O barulho do copo batendo no mármore.


Era sempre do mesmo jeito. O barulho da rolha sendo tirado da garrafa. Depois o líquido despejando dentro do copinho de pinga. A rolha era colocada de volta e a garrafa posta no lugar original. E então eu não ouvia nada, pois o copo havia sido erguido e estava bebendo aquela cachaça. Em seguida ele fazia uma cara azeda, o rosto inteiro se retorcia, e batia o copo no mármore da pia. Depois uma bufada forte, com aquela face espremida pela acidez do álcool fosse aos poucos retornando ao normal.

Mas nada daquilo era normal. A tristeza de ter que conviver com um pai alcoólatra talvez seja tão triste quanto de ter um filho drogado.

Muitas vezes eu culpava minha mãe por ter um dedo tão ruim para homem. Se apaixonou por um cara que até poderia ser trabalhador, mas desde a tenra idade já tinha contato com álcool. E talvez todo esse uso extenso tenha trago diversos problemas de formação cerebral: nada ali funciona muito bem por muito tempo se a bebida não entrar eventualmente.

Talvez o cérebro já tenha se acostumado, pois quando ele tenta parar, ele sofre de uma grave crise de abstinência. Poderia dar certo se ele buscasse alguma ajuda profissional, ou mesmo um tratamento para o alcoolismo. Mas um homem cheio de vícios como sempre foi meu pai, acha que ele pode ser o dono do próprio destino. Que se ele quisesse parar de beber, era só uma questão de esforço. Mas isso nunca esteve no horizonte dele. Acho que tentou algumas vezes, mas o cérebro só sabe funcionar sob o efeito da maldita bebida.

Não temo que a bebida acabe com sua saúde, ou lhe retire tempo de vida. Francamente acho que ele merece um descanso mesmo, ele sofreu muito na vida, e as coisas só tem piorado com o envelhecimento.

O problema é que ele não fica bobo ou engraçado quando bebe. Ele fica insuportável e violento.

Desci para o almoço de domingo e vi ele indo até aquele mesmo canto da cozinha, do lado da geladeira, e colocando a cachaça no copo. Uma garrafa nova, que eu não tinha visto ainda. Ele viu que eu estava olhando, mas talvez já tenha tanta vergonha que faz aquela cara de quem está me vendo, mas não me enxerga.

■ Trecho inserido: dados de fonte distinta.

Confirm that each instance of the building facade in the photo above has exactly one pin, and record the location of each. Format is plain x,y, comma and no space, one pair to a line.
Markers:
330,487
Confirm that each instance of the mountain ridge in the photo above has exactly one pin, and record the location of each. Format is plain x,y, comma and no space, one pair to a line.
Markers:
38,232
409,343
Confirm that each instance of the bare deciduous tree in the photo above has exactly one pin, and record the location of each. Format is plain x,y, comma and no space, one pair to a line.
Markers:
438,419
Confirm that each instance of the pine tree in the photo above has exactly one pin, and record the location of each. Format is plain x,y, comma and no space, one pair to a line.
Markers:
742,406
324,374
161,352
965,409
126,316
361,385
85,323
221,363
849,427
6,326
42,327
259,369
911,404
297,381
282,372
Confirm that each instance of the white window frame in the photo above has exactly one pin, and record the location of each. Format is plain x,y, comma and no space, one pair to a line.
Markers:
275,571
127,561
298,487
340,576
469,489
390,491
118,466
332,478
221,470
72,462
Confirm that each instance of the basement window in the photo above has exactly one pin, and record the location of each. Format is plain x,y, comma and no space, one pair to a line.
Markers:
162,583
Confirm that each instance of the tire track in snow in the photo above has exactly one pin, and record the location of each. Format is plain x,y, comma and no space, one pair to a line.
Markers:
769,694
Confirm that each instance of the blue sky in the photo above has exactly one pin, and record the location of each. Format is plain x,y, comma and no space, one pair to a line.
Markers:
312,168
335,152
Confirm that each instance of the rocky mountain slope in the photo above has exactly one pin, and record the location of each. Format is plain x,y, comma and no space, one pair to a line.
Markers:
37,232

Eu ficava olhando para aquele copo com uma expressão de ódio, lembrando de tudo aquilo o que eu sofri quando o álcool entrava na corrente sanguínea daquele homem — e aquela pessoa bondosa virava o diabo na Terra, me xingando, dizendo que eu não devia ter nascido, me ameaçando de me expulsar de casa quando eu era criança, e que eu era uma decepção para ele.

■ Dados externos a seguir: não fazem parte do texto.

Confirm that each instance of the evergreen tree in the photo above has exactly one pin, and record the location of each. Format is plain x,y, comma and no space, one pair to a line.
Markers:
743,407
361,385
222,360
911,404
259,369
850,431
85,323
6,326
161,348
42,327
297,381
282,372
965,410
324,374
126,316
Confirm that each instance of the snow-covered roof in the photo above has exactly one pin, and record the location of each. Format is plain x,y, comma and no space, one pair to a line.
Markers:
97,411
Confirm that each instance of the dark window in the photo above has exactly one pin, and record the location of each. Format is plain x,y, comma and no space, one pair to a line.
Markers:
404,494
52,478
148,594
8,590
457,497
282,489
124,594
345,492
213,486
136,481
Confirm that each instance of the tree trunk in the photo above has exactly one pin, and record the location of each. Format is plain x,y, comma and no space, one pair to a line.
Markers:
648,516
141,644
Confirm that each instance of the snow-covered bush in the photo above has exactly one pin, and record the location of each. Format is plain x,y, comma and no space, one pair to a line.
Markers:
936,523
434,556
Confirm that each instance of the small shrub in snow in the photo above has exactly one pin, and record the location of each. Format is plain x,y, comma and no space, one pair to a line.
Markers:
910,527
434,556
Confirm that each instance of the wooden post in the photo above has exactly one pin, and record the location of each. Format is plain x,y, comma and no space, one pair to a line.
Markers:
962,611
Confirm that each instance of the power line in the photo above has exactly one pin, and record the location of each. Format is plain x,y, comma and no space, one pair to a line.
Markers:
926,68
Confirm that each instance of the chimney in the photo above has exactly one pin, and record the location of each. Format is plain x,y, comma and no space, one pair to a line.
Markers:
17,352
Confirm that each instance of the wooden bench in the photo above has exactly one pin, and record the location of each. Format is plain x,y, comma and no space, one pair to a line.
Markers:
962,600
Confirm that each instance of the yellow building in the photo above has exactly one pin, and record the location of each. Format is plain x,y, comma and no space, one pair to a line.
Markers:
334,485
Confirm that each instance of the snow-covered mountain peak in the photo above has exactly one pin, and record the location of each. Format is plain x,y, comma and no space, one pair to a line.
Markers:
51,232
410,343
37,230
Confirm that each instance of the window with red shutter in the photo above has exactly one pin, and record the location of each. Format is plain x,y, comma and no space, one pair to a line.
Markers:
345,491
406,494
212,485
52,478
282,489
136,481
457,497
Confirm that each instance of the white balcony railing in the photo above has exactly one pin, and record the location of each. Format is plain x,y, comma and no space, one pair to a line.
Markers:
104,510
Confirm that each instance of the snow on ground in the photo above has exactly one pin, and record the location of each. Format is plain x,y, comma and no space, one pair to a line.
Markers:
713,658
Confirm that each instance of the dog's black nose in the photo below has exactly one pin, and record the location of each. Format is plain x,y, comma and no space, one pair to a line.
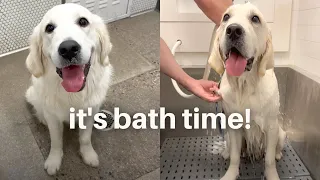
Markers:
234,31
69,49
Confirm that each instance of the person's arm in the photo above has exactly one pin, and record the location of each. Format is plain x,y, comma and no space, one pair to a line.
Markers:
201,88
214,9
170,67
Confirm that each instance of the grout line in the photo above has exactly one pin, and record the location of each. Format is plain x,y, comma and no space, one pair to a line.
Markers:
308,9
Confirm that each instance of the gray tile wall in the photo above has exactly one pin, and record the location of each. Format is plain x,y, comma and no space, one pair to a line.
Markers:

Pai, falando de maneira bem sóbria, eu tenho que dizer que você que é minha maior decepção. Fico imaginando no quão diferente poderia ter sido a nossa vida, com você sendo um amigo, ouvindo e me aconselhando. Ao invés de ficar com sua família, você preferia ir para o bar do seu Silvio, e chegava em casa todos os dias enfurecido, xingando todo mundo, só nos trazendo sofrimento.

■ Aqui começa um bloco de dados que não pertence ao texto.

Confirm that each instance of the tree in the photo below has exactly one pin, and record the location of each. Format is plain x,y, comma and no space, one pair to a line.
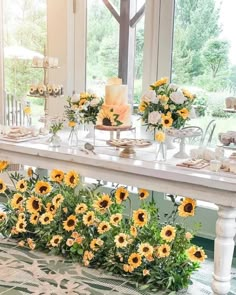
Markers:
215,53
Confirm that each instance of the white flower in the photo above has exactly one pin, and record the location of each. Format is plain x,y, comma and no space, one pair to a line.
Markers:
177,97
154,117
150,95
75,98
94,102
173,86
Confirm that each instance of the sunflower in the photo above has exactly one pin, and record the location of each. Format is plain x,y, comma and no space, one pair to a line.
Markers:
102,204
128,268
20,226
105,118
115,219
143,194
46,218
31,244
188,94
57,175
16,201
2,186
121,194
34,218
42,188
160,82
70,223
21,186
56,240
145,249
51,208
163,251
57,200
3,165
81,208
168,233
166,120
71,179
103,227
140,217
30,172
133,231
184,113
89,218
135,260
70,242
95,244
3,216
146,272
196,254
187,207
33,204
121,240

Minha mãe dizia que eram os espíritos de macumba da sua família ocultista. Mas nunca foi. Sempre foi o álcool. Uma droga maldita, que vejo tanta gente ficando dependente tão cedo, e de maneira tão intensa, que tenho dúvidas se será possível contar o número de gerações e famílias destruídas pela pinga — tratada como diversão por tantas pessoas, como algo festivo, mas que para outros acaba sendo uma verdadeira desgraça, destruindo lares, condenando gerações, causando mortes e tristeza ao redor do mundo.